Mesrine – Killer Instinct

                The first part of a two-part dramatised biopic about Jacques Mesrine. Mesrine, on the evidence of this film, had a tumultuous career in criminal activity that he sometimes justified as being politically motivated. The period covered here ranges from the 50s to the 70s, and follows Mesrine from, briefly, the French Algerian war and his return to France, and on to Canada and the U.S.A. Although much is based on Mesrine’s own account, incidental facts about Mesrine, what he said to an accomplice after such and such a job, for example, are not necessarily true, and a dislcaimer to this effect prefaces the screenplay.
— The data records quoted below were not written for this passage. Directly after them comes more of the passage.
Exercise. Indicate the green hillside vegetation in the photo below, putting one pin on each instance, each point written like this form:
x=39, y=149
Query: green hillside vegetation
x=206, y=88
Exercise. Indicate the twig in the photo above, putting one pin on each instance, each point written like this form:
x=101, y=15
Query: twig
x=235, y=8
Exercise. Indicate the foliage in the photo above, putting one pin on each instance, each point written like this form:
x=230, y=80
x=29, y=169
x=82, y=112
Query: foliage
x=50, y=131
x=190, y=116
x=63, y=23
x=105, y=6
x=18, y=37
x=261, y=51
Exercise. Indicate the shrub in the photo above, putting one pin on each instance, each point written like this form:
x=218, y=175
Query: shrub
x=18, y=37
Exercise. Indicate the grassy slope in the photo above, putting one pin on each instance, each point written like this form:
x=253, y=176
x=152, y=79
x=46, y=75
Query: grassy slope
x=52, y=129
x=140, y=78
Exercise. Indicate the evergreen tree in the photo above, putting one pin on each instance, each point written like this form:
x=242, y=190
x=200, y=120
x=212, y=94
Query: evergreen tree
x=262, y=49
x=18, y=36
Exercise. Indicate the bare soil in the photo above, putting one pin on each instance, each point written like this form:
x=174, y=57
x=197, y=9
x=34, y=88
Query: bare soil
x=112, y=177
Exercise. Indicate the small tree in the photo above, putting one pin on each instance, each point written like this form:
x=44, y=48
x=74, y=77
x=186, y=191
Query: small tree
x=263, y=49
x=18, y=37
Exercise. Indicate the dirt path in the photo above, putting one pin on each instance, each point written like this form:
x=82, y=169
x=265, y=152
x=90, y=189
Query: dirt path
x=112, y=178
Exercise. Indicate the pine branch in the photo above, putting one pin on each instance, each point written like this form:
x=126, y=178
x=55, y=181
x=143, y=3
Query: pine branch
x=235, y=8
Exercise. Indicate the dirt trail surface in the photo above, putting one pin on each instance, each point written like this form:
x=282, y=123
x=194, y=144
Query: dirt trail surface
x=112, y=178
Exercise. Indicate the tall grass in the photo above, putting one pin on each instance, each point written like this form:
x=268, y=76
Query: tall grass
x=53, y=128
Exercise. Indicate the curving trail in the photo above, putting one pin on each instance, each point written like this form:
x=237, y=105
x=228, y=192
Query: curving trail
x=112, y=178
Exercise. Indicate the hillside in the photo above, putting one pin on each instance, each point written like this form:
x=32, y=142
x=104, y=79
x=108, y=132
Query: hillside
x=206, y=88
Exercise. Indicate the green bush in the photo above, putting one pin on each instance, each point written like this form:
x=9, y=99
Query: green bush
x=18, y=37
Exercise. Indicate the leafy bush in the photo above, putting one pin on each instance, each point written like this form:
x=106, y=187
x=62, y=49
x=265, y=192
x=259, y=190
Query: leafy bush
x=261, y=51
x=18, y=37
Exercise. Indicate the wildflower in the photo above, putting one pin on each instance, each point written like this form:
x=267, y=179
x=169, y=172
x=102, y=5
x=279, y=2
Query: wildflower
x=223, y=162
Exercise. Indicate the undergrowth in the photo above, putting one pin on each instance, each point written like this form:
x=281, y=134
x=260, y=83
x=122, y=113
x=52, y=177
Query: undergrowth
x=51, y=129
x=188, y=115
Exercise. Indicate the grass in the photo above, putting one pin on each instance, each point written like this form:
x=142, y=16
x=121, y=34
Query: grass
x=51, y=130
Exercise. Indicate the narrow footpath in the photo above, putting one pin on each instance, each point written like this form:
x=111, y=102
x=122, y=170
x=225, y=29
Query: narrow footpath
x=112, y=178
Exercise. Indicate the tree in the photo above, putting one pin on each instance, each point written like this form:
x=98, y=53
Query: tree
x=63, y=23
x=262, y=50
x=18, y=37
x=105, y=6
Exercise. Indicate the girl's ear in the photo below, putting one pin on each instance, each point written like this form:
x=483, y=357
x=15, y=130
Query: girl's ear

In particular, we could easily believe that there is some self-serving going on, albeit not enough to suggest that Mesrine is a “nice guy” beneath it all.
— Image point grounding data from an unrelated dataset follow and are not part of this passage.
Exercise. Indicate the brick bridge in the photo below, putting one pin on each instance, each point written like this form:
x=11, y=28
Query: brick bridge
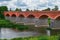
x=37, y=18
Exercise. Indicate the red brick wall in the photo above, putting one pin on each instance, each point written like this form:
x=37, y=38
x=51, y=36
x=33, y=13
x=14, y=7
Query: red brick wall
x=37, y=14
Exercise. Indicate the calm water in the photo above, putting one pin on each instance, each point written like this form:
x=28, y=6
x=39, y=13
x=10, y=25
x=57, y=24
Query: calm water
x=9, y=33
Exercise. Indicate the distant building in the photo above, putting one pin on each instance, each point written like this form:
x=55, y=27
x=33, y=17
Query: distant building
x=37, y=18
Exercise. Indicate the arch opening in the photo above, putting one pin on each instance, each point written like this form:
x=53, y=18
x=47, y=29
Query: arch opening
x=42, y=21
x=43, y=16
x=13, y=15
x=58, y=18
x=57, y=22
x=7, y=15
x=31, y=16
x=22, y=16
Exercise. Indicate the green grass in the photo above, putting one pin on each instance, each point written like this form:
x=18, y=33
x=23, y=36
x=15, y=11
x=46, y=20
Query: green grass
x=38, y=38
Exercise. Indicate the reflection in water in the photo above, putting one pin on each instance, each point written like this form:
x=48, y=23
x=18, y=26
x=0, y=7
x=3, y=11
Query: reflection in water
x=9, y=33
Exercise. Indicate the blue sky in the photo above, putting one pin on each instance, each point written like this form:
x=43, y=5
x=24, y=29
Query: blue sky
x=30, y=4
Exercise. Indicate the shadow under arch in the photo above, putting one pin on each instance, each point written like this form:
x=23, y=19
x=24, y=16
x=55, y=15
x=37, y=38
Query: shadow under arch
x=13, y=15
x=7, y=15
x=57, y=18
x=30, y=16
x=22, y=16
x=43, y=16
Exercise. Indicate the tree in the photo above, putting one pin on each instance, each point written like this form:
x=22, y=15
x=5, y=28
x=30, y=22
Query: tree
x=48, y=9
x=2, y=9
x=27, y=10
x=10, y=9
x=18, y=9
x=55, y=9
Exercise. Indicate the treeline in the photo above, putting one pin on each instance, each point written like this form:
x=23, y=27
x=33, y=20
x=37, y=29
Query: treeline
x=5, y=8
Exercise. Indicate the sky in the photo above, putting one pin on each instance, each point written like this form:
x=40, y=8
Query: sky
x=30, y=4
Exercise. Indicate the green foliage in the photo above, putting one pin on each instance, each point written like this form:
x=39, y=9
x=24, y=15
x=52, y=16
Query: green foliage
x=27, y=10
x=38, y=38
x=18, y=9
x=55, y=9
x=2, y=9
x=48, y=9
x=49, y=21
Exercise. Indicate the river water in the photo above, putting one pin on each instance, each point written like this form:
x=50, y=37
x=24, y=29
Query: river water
x=9, y=33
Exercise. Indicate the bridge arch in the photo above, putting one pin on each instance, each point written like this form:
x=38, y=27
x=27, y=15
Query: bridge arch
x=13, y=15
x=43, y=16
x=7, y=15
x=30, y=16
x=43, y=21
x=21, y=16
x=57, y=18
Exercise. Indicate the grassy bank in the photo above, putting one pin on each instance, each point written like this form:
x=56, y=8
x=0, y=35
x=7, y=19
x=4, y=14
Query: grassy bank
x=38, y=38
x=8, y=24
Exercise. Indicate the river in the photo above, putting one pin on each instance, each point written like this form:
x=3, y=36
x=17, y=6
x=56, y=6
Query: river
x=7, y=33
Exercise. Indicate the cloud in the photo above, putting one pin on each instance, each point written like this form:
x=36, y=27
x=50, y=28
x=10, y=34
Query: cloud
x=4, y=0
x=30, y=4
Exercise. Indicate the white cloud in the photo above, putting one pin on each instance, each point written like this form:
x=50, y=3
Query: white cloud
x=31, y=4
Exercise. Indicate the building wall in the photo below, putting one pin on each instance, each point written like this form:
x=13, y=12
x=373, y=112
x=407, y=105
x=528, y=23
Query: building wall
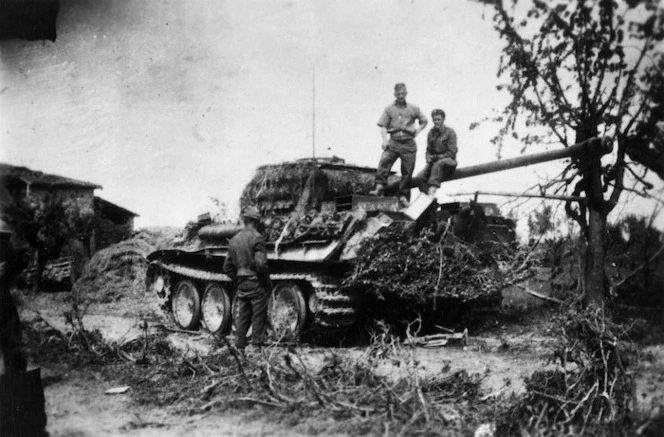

                There is little interpretation or meditation on Mesrine’s character and its formative influences. For example, he is shown to have had a duty as a kind of executioner in the French-Algerian conflict, but we aren’t told how he got that position, whether he sought it, or whether it was thrust upon him. So, is this film about Mesrine, or is it a dramatic film first and foremost? Certainly, the presentational style ramps up the drama, with the result that an air of uneasy foreboding is the dominating mood and, thanks in no small amount to the pulsing incidental music, we follow Mesrine through the planning and execution of his various escapades pitched reasonably near to the edge of our seats.

                Times being what they were there is a refreshing absence of convoluted paper trails, wire taps, GPS trackers, and similar technically-oriented crimefighting  tools that have featured prominently in some recent crime movies. In Mesrine’s, simpler, time, it is suggested, a sense of derring do, a quick wit and a pistol (or unarmed, as was the case for one of his first accomplices), could get you far in the underworld. These things could get you out of prison, for example, and back in the business of  liberating the treasures that the wealthy kept, either under their mattresses, or in banks that had neither panic buttons nor security guards. Vincent Cassel fills out the burly hoodlum persona and Mesrine comes across as principally an action-man, a “live in the moment” type, but Cassel also conveys a sense of the cynical egotism that Mesrine might have accessed to justify his actions to himself.

                In addition to the novelty of the context and the setting, a criminal story in mid 20th century France and Canada is not something you come across every day, the film has strong technical elements that help to keep our interest. Principal among these were the way in which shots of the actors were varied between close-ups and full-length shots. A prison-yard sequence is handled well, we are quickly familiarised with the prison’s scale and boundaries through well-selected establishing shots. We are left with a teaser encouraging us to seek out the sequel, Mesrine – Public Enemy Number One, and I will.